You might be a redneck if...
- Your family tree does not fork.
- Your richest relative called you over to help take the wheels off his new house.
- Your mother doesn't remove the Marlboro from her mouth while telling the state trooper to "kiss her ass."
- You spent you family's grocery money, because you just had to have a set of those Yosemite Sam mudflaps for your pickup truck.
- You've ever used lard in bed.
- You think potted meat on a saltine is an hors d'oeuvre.
- There is a stuffed possum mounted in your home.
- You consider a six-pack of beer and a bug-zapper quality entertainment.
- Less than half the cars that you own run.
- The primary color of your car is "bondo".
- Directions to your house include "turn off the paved road".
- You honestly think that women are turned on by animal noises and seductive tongue gestures.
- Your wife's hairdo has been ruined by a ceiling fan at least once.
- You've ever yelled "rock the house, Bubba!" during a piano recital.
- Your mother has ever been involved in a fistfight at a high school sports event.
- You've ever barbequed Spam on the grill.
- Your brother-in-law is also your uncle.
- You've refused to watch the Academy Awards since "Smokey and the Bandit" was snubbed for Best Picture.
- You prominantly display a gift you bought at Graceland.
- You consider Outdoor Life deep reading.
- Your mother keeps a spittoon on the ironing board.
- You've ever worn a tube top to a wedding.
- The most common phrase you hear at your family reunion is "What are you looking at, shithead?!"
- You think beef jerky and moon pies are two of the major food groups.
- You think Campho-Phenique is a miracle drug.

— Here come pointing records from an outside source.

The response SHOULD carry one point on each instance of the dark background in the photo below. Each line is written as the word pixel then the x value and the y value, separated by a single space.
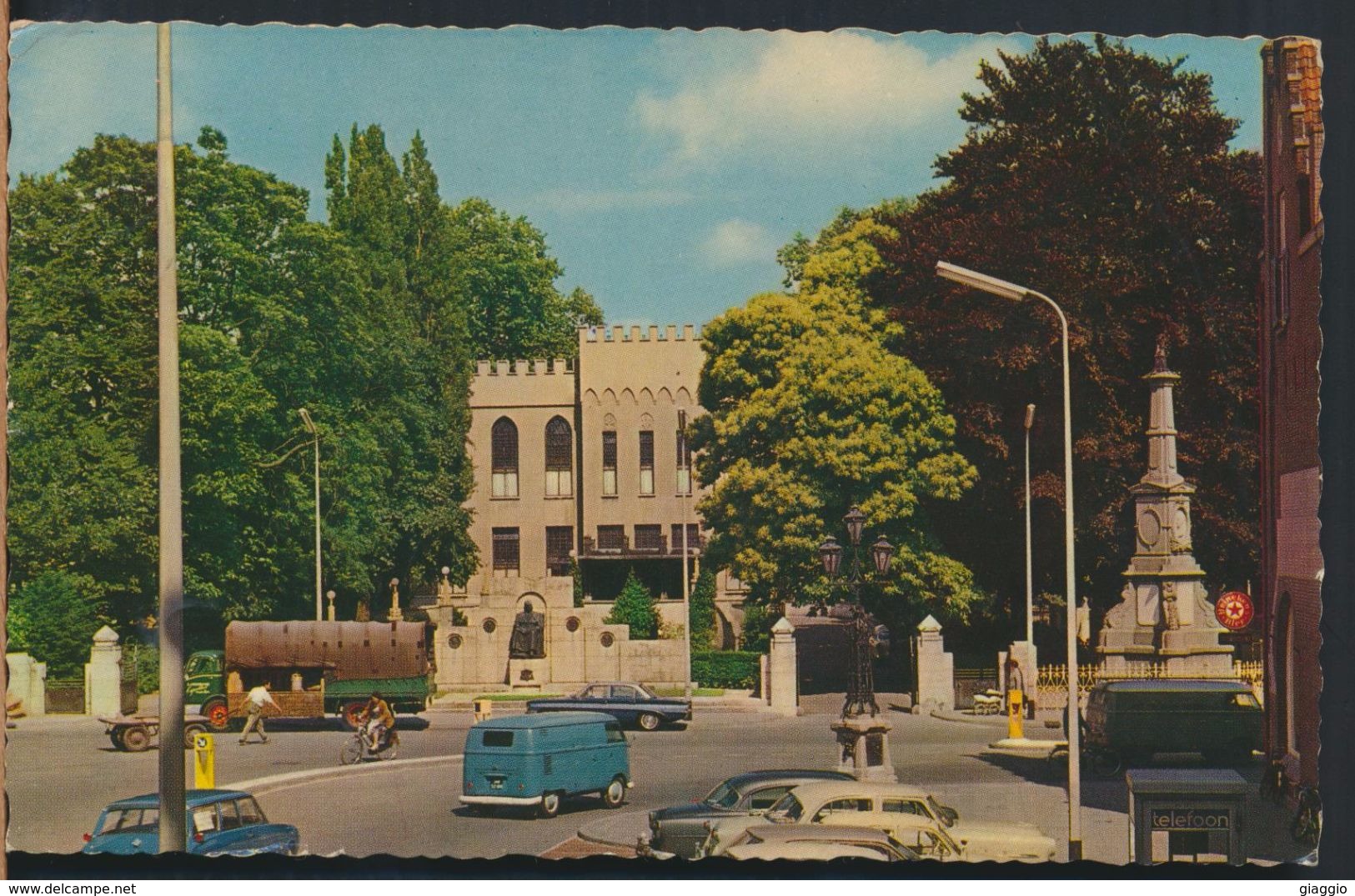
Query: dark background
pixel 1328 22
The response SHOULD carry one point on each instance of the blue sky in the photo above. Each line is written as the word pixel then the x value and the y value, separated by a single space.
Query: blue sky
pixel 665 167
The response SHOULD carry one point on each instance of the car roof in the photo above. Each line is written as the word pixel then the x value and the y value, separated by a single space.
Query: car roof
pixel 831 789
pixel 1175 685
pixel 545 720
pixel 194 798
pixel 767 776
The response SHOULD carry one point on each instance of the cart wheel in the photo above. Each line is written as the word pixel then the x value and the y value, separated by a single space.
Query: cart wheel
pixel 217 713
pixel 136 739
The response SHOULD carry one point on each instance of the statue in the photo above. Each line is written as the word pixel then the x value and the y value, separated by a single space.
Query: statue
pixel 529 629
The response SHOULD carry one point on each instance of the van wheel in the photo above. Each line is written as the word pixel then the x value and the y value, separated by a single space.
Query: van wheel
pixel 614 793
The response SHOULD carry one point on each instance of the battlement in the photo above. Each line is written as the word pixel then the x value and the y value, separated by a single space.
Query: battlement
pixel 652 333
pixel 553 367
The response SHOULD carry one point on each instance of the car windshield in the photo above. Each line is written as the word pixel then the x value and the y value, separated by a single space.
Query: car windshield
pixel 129 819
pixel 787 808
pixel 724 796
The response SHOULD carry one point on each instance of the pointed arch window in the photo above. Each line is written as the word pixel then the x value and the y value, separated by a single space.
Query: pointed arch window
pixel 503 447
pixel 560 451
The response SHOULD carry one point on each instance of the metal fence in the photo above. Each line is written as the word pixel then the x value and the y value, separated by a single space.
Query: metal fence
pixel 1051 681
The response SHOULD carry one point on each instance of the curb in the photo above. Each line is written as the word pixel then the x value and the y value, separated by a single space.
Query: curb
pixel 274 781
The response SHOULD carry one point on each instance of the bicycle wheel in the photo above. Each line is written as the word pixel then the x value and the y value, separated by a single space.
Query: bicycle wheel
pixel 351 752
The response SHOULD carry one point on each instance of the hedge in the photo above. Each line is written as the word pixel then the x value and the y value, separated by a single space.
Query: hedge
pixel 725 669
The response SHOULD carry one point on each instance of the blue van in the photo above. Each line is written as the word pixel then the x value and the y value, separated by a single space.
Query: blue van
pixel 538 759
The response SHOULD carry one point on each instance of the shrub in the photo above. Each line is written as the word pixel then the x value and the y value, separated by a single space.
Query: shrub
pixel 635 607
pixel 737 669
pixel 53 618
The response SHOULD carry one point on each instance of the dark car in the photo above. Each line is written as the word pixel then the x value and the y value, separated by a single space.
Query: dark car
pixel 630 704
pixel 682 828
pixel 218 823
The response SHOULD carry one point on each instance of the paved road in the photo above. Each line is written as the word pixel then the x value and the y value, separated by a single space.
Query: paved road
pixel 61 772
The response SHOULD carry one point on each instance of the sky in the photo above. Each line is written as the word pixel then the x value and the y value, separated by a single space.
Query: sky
pixel 665 168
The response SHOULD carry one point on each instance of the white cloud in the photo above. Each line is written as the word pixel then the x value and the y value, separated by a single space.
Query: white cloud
pixel 805 93
pixel 737 241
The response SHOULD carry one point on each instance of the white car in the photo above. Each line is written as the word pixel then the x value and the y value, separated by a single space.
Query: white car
pixel 910 813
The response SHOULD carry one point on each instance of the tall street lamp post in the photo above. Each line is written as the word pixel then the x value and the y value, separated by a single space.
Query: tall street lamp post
pixel 1018 293
pixel 862 733
pixel 314 435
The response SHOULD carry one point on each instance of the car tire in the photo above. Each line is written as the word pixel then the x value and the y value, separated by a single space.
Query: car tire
pixel 350 715
pixel 136 739
pixel 190 733
pixel 614 793
pixel 217 713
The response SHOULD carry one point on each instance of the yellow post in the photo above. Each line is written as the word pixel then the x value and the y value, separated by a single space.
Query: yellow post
pixel 1015 709
pixel 205 763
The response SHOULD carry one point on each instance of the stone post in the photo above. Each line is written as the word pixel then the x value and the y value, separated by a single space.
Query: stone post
pixel 28 683
pixel 784 669
pixel 103 676
pixel 936 669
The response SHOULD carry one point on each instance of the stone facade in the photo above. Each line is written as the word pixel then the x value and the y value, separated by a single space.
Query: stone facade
pixel 1289 601
pixel 580 462
pixel 1164 613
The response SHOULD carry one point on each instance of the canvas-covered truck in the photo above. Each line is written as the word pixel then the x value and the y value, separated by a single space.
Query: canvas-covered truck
pixel 312 669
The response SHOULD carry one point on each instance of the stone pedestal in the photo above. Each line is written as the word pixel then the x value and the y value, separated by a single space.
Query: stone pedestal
pixel 863 748
pixel 529 674
pixel 784 670
pixel 103 676
pixel 934 669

- You have more than two brothers named Bubba or Junior.
- You think the styrofoam cooler is the greatest invention of all time.
- You've even been too drunk to fish.
- You use a rag as a gas cap.
- You had a toothpick in your mouth when your wedding pictures were taken.
- Your lifelong goal is to own a fireworks stand.
- After making love you have to ask your date to roll down the window.
- Your house doesn't have curtains but your truck does.
- You own a belt buckle that weighs more than 3 pounds.
- Your dog and your wallet are both on a chain.
- Jack Daniels makes your list of "Most Admired People".
- You've ever been to a funeral where there are more pick-up trucks than cars.
- Your idea of safe sex is a padded headboard.
- You have a Hefty bag for the passenger-side window of your car.
- You've ever worn a cowboy hat to church.
- Your wife has a beer belly and you find it attractive.
- You own more cowboy boots than sneakers.
- Your idea of fiscal responsibility is having enough money to keep beer in the fridge and gas in the truck.
- You think BMW are the call letters of a radio station.
- You have ever been fired from a construction job because of your appearance.
- You have more than three shirts with cut off sleeves.
- You bought a VCR because wrestling comes on while you're at work.
- If your front porch collapses and kills more than three dogs.
- If your dad walks you to school because he's in the same grade.
- You consider yourself to have a personalized license plate, as your father made it for you in prison.
- You think 'Volvo' is part of a woman's anatomy.
- When asked for I.D., you show your belt buckle.
- Your father persuades you to quite school, as there's a job opening at the Jiffy Lube.
- You've broken more than one tooth trying to open a bottle of beer.
- You need only one more hole punched in your card for a free tatoo.